As a Christian, I can easily say that just because abortion is legal, it doesn’t make it right.  Any conservative Christian that I know wants Planned Parenthood to go under, along with any other abortion facility.  They kill our children.  Yet, those same Christians (some, not all) are so married to the Second Amendment, that they make the same arguments (with little word variation) that the extreme pro-abortionist makes.  “It’s my body.  It’s my choice.  It’s my right.”  “It’s my gun.  It my choice.  It’s my right.”  Just because it is a right doesn’t make it right.

Many pro-gun advocates are much like the pro-abortion advocates: Guns on demand and no limiting my rights. (For those who still espouse the constitutional right, I again say: just because it is a right, doesn’t make it right…even if it is in the Constitution.).  Every right that we possess also comes with responsibility, but it also is uninhibited.  Free speech is limited.  We all know the old example that one cannot yell “fire” in a crowded building.  Why?  Because souls are at stake.  Panic and trampling, death and carnage.  Freedom of the press is limited.  A journalist cannot write libel.  TV reporters can commit slander. Remember, the reason that reporters and journalists use the word “alleged” now is because libel/slander could be cited in civil/criminal courts if the person was found not guilty (along with the idea of an unprejudiced jury).  Why?  Souls.  The reputation of a man, woman, or child is at stake.  Their very being (soul) is at stake.  Freedom of religion is limited (more and more it seems like these days).  Utah was not allowed to be part of the Union until it outlawed polygamy, accepted by the Mormon Church.  Zoning laws (commercial versus residential) will keep church buildings at bay or welcome them in.

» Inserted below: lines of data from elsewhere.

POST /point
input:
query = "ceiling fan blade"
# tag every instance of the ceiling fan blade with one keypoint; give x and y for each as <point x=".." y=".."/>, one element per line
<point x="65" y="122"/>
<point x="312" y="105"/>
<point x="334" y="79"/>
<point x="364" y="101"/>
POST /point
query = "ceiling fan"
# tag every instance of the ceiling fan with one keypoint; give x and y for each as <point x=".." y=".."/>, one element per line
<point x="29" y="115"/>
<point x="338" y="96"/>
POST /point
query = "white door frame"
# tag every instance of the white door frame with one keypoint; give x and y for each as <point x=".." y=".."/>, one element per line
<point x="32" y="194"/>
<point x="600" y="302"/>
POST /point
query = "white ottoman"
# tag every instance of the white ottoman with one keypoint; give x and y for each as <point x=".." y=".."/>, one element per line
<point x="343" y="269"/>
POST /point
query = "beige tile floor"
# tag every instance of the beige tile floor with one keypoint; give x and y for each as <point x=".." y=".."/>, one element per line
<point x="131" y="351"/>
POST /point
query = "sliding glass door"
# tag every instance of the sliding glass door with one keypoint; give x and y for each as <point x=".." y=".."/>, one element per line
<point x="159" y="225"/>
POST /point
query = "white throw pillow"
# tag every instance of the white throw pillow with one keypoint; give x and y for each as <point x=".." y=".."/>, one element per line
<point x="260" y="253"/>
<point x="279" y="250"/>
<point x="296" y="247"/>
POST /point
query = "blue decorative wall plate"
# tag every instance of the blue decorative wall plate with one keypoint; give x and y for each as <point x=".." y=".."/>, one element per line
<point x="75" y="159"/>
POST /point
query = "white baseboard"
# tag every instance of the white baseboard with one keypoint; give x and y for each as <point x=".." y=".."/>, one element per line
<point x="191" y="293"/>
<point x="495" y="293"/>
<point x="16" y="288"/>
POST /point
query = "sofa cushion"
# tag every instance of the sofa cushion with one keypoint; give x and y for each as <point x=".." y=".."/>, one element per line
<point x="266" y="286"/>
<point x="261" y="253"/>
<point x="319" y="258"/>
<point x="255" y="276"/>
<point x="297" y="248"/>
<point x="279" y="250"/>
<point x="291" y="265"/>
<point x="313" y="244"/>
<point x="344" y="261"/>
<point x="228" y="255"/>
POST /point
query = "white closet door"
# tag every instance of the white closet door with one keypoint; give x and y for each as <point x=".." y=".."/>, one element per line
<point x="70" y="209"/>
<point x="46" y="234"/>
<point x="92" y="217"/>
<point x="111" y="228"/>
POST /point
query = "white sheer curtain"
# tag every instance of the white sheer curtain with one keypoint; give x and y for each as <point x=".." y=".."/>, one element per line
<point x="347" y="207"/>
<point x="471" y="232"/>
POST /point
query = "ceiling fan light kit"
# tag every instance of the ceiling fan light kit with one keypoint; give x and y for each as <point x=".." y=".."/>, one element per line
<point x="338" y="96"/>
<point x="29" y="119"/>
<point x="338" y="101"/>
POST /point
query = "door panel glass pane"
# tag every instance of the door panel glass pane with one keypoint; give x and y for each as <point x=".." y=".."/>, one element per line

I know there are gun laws.  I’m not disputing that.  Yes, the government needs to do a better job at enforcing what we already have on the books.  But I go back to the very thought that while it is lawful, it is not helpful, nor does it build up.  If the believer should be about loving his neighbor, and Jesus taught that the neighbor is anyone and everyone, then ought we not put neighbor ahead of guns?  Ought we not give up our right to love our neighbor?  That seems to be the case that Paul was making in 1 Corinthians.

Seventeen souls yesterday, hundreds more in recent years.  I know the problem is overwhelming, and that when people get overwhelmed they often shut down.  Yet this is not the time to shut down and pretend that nothing is happening.  I don’t have the solution.  I am only seeking to point out to many who refuse to see there’s a problem that there is indeed a problem.  It is not as simple as saying that the laws on the books need to be enforced (which they do).  It is not as simple as saying that “crazy people” shouldn’t have guns.  It is not as easy as saying it’s a sin problem or a heart problem (which it is).  But it is not just “their” sin and heart problem.  It is ours as well.  I see more love for guns than I do for souls.  Maybe I’m wrong, but I am calling it like I see it.

I wonder if Jesus would not say (if he were in America today), “Love your neighbors as you love your guns.”

These people are not just people.  They are souls, image-bearers of God.